M Djuric, Dairy Science Editor
Compelling evidence of cheese-making has been uncovered in prehistoric pottery sieves found in the Kuyavia region in Poland by researchers from Great Britain, Poland and the United States. The study has just been published online in Nature journal on 12 December 2012.
An abundance of milk fats was detected in these specialized pottery vessels, comparable in form to modern cheese strainers, suggesting that humans have been making cheese in Europe for at least 7,500 years. There is a possibility that cheese was made even at earlier times using other materials such as cloth or wooden cheese strainers, but these materials are more perishable and difficult to detect as archeological material.
This study represents the earliest direct evidence of Neolithic cheese-making and also evidence that humans had already begun to develop complex relationships with animals beyond hunting.
Milk residues have been found previously at ancient sites up to 8000 years old in Turkey and Libya, but no evidence that milk had been processed into cheese has been found until now. Earlier evidence of cheese-making came from depictions of milk processing in murals that are several thousand years younger than the pottery fragments.
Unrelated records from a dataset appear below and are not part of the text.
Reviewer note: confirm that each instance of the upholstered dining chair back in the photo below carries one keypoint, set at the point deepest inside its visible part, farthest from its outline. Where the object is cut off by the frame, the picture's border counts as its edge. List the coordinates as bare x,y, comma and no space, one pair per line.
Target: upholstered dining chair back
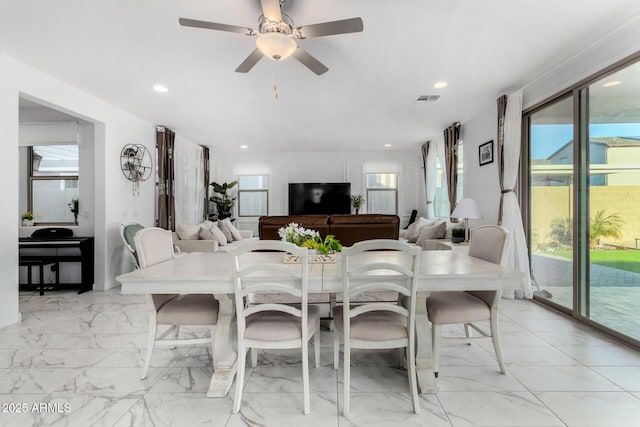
374,266
153,246
270,278
271,324
489,243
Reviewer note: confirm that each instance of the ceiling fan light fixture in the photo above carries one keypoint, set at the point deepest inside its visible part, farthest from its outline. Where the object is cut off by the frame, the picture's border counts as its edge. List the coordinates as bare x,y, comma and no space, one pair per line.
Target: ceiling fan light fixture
276,46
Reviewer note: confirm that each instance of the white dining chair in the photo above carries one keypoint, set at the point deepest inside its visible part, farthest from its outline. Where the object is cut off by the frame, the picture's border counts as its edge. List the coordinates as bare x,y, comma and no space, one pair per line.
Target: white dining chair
377,325
489,243
155,245
273,325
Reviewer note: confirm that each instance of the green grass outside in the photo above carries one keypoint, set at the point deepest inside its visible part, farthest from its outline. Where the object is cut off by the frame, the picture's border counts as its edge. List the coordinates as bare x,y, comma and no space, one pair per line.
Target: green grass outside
628,260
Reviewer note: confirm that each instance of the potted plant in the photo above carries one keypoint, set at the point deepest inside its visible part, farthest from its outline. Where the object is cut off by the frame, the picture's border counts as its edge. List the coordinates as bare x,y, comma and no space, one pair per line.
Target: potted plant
27,219
222,199
457,235
357,201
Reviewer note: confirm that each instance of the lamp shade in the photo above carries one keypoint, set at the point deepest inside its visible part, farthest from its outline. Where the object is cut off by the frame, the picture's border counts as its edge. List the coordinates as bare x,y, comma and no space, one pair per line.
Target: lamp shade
276,46
466,208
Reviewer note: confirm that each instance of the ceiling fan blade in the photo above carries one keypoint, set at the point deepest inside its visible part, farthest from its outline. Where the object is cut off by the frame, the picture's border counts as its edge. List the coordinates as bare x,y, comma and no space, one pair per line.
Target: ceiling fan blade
250,61
352,25
271,10
310,62
215,26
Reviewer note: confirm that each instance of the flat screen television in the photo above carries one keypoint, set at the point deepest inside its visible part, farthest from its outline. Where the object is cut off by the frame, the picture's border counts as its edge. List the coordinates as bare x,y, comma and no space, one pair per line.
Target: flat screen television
320,198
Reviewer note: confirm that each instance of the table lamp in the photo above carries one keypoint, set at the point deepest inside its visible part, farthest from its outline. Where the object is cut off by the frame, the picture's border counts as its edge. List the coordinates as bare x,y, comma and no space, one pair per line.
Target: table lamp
467,209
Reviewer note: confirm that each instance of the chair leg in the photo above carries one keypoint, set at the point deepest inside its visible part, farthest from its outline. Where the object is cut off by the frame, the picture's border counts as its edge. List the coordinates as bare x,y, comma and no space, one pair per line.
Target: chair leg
150,343
495,337
347,377
435,348
242,356
254,357
332,304
305,377
413,382
336,349
316,346
176,335
401,356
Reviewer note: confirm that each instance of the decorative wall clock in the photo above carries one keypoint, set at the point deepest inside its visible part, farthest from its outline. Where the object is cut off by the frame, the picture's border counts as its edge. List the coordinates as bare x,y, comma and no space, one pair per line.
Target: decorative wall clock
136,165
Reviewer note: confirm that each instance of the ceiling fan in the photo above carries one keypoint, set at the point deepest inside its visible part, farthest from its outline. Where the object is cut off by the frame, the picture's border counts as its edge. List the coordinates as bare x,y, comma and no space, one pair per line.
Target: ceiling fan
276,36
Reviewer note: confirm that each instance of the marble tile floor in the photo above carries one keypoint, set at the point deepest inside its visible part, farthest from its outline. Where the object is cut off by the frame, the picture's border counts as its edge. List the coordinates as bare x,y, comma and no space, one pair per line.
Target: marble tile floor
75,361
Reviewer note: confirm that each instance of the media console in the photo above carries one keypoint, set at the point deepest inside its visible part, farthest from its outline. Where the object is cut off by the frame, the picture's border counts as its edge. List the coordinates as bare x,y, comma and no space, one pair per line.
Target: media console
35,251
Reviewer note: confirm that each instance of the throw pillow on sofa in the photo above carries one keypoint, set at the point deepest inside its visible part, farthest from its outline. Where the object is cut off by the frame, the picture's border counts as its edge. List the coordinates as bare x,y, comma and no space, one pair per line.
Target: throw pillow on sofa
435,231
188,231
219,235
414,230
212,234
235,233
225,229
The introduction of dairying was a critical step in early agriculture, with milk products being rapidly adopted as a major dietary component of prehistoric farmers and pottery-using hunter-gatherers. However, early humans were lactose intolerant, i.e. they were unable to digest lactose (milk sugar) after childhood due to the absence of the enzyme lactase.
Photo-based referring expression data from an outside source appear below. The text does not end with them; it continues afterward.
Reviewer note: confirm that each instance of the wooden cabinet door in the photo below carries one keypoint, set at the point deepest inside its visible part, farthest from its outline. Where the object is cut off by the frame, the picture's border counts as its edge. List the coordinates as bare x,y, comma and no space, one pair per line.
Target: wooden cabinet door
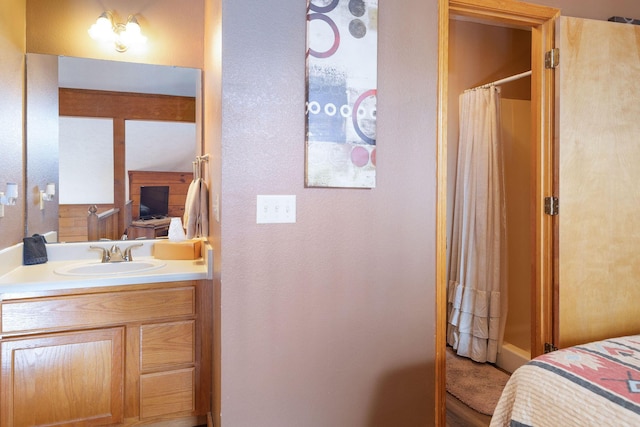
63,379
598,265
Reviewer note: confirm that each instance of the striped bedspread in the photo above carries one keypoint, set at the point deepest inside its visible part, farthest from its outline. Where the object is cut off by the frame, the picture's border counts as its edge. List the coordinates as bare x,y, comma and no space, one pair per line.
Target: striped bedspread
595,384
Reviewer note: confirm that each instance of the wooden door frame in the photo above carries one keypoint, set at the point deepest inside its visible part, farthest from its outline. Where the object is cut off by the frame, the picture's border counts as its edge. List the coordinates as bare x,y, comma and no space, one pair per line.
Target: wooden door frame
541,21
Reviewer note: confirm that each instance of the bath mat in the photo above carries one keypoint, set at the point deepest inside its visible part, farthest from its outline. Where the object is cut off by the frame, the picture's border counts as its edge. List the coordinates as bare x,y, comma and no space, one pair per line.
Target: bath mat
477,385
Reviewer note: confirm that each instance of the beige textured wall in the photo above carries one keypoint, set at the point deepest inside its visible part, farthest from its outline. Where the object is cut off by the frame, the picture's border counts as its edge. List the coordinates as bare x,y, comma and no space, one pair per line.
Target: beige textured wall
516,134
212,131
329,321
12,49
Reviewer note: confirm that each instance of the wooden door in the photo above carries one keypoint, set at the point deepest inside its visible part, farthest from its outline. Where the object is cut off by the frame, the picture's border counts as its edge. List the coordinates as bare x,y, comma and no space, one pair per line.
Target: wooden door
65,379
598,149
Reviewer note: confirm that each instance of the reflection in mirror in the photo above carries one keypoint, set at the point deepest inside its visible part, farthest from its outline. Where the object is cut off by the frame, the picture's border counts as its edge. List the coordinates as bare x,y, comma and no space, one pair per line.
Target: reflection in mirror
102,137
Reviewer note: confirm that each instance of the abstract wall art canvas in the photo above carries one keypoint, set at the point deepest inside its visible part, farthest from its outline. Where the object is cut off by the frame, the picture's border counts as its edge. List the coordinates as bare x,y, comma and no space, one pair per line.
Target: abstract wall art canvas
341,93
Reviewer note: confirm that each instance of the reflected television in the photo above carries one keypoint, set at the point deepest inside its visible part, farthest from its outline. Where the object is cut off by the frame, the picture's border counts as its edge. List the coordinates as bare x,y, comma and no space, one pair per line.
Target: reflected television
154,202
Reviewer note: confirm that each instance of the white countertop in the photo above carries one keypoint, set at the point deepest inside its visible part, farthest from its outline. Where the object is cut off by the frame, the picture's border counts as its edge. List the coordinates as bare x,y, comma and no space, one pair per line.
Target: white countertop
18,278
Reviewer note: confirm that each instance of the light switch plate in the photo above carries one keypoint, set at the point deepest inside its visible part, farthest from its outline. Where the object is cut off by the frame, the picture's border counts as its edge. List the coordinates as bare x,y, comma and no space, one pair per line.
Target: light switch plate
276,209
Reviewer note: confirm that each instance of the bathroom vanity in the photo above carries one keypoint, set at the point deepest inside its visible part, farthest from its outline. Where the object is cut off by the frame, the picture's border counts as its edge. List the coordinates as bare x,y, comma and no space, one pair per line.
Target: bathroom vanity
124,349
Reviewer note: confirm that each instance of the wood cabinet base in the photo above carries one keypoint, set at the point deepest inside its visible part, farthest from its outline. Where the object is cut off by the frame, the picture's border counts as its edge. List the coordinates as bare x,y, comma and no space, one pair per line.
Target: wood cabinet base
137,355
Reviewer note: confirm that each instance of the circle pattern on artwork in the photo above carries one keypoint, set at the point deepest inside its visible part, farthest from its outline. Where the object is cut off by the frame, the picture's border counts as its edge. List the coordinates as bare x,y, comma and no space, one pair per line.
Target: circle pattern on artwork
336,36
324,9
357,29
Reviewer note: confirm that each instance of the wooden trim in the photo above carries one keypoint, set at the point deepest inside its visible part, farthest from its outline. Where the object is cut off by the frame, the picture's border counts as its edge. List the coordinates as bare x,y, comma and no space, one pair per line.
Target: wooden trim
102,225
504,11
125,105
540,20
441,214
542,319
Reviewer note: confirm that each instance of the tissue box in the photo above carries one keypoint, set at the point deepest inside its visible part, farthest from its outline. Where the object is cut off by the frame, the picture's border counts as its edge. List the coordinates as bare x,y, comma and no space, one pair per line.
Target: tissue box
187,249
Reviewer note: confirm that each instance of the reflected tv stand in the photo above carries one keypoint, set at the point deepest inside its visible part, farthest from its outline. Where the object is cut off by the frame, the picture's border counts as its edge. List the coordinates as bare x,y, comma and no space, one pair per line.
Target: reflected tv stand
148,228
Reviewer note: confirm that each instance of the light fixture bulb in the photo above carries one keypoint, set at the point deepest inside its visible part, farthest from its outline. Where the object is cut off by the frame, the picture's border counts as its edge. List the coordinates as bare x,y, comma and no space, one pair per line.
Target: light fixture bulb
103,28
121,35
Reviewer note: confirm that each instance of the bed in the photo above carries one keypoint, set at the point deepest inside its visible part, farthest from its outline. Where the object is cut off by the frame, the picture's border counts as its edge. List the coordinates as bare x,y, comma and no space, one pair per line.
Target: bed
595,384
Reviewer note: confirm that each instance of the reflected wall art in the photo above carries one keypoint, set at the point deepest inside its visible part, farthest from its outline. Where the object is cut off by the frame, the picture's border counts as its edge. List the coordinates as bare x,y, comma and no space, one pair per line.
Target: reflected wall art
341,100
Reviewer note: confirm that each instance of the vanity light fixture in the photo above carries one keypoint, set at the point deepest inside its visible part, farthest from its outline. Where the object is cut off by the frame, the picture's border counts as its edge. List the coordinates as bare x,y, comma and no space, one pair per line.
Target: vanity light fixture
121,35
9,198
47,194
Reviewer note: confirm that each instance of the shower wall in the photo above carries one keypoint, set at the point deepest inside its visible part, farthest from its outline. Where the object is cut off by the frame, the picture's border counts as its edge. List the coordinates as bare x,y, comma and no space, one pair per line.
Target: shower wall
480,54
516,140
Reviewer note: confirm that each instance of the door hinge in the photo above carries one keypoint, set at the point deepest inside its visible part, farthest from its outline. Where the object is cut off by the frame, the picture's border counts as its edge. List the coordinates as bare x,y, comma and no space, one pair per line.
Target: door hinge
552,58
548,347
551,205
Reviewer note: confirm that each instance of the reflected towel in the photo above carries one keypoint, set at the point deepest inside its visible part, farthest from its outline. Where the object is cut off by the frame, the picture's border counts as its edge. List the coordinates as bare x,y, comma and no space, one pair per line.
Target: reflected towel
197,211
193,186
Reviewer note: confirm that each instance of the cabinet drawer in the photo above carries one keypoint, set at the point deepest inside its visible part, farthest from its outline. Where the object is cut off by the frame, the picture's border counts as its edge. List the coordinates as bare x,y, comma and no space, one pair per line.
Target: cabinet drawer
92,310
167,393
166,344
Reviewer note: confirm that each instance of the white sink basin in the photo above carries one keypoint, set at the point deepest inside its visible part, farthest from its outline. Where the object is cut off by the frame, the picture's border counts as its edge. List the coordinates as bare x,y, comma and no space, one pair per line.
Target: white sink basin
108,268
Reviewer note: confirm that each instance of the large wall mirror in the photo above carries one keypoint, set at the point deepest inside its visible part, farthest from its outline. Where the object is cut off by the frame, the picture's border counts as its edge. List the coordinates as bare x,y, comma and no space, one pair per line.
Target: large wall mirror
73,142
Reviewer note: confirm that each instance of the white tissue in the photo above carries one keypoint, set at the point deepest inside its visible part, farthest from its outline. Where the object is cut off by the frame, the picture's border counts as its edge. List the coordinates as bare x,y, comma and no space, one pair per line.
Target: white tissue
176,232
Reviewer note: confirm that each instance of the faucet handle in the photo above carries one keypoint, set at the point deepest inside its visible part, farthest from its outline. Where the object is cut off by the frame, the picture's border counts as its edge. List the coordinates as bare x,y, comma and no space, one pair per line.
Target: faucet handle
127,251
105,253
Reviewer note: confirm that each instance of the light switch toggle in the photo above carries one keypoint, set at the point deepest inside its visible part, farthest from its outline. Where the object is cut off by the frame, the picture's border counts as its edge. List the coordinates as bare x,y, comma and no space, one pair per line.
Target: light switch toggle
276,209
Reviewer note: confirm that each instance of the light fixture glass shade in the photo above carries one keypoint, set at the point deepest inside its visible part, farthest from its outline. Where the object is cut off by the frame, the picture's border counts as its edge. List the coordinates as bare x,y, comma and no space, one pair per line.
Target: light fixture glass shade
103,28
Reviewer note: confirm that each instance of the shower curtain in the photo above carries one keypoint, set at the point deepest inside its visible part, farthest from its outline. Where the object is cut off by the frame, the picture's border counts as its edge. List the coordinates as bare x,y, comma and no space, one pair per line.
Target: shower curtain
477,266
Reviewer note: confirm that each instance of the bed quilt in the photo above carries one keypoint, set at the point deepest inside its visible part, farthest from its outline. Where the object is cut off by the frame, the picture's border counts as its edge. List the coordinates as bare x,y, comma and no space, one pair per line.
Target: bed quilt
595,384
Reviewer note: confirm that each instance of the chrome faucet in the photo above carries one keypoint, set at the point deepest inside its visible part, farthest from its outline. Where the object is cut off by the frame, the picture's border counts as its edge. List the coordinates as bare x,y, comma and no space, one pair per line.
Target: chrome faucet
115,253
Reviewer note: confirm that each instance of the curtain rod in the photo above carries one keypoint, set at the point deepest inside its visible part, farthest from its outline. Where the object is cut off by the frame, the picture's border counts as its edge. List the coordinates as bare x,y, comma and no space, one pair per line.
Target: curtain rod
502,81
Traditional cheeses contain much less lactose than fresh milk and, therefore, the production of cheese was a critical development because it not only allowed the preservation of milk products in a non-perishable and transportable form, but also it made milk a more digestible product for early prehistoric farmers.
The development of cheese-making may have helped set the stage for a biological change in Europeans over many generations, leading to the evolution of “lactase persistence” (i.e. keeping lactase well into adulthood), which enables most humans to digest milk after childhood.